Itu sebabnya, kemunculan pertama bunga sammo saat senja atau hari mulai malam ini sangat dinantikan di Torosiaje. ”Tidak menunggu isbat,” kata Umar.
Pengamatan empiris orang Torosiaje yang pemukimannya berada di atas permukaan laut tersebut tidak hanya muncul begitu saja.
Orang-orang Torosiaje di masa lalu tidak hanya bergantung pada hilal atau bulan sabit.
Hal ini lantaran kondisi alam atau cuaca. Meskipun berada di laut, bukan berarti hilal akan selalu terlihat. Bulan sabit ini tak dapat diamati apabila mendung atau turun hujan.
Kemunculan bunga sammo inilah sebagai penanda awal Ramadan memasuki bulan puasa dan akhir Ramadan memasuki 1 Syawal atau lebaran.
”Kalau sudah mekar bunga sammo, itu malam pertama,” kata Umar, akan tetapi ”mekarnya buah lamun di malam pertama tidak banyak.”
Tidak semua jenis lamun sebagai penanda bulan kamariah.
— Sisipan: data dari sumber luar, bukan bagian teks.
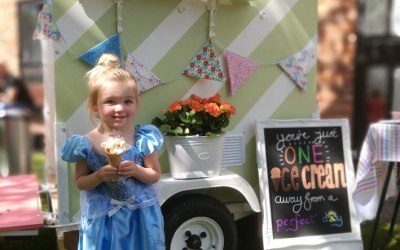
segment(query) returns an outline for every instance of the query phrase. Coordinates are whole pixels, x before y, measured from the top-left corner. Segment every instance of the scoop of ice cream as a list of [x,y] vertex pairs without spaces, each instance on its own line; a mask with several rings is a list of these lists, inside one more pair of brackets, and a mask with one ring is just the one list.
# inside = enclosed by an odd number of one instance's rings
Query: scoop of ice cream
[[272,168],[271,178],[281,178],[281,170],[277,167]]
[[101,147],[107,154],[122,154],[126,150],[126,142],[122,137],[110,137],[101,143]]
[[110,137],[100,145],[107,155],[119,155],[130,148],[121,136],[121,131],[113,131]]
Umar telah mengidentifikasi tiga jenis lamun yang tumbuh di perairan Torosiaje.
Tumbuhan lamun yang menjadi penanda dan berbunga rutin tersebut memiliki panjang daun 0,5 hingga 1,5 meter dan lebar 1 sampai 2 cm.
“Panjang daun tergantung kedalaman perairan,” kata Umar.
Tumbuhan yang memiliki panjang daun lebih dari satu meter dan lebar 2 cm tersebut merujuk pada spesies lamun Enhalus acoroides.
Enhalus mudah dikenali karena memiliki daun yang panjang dan warna hijau gelap.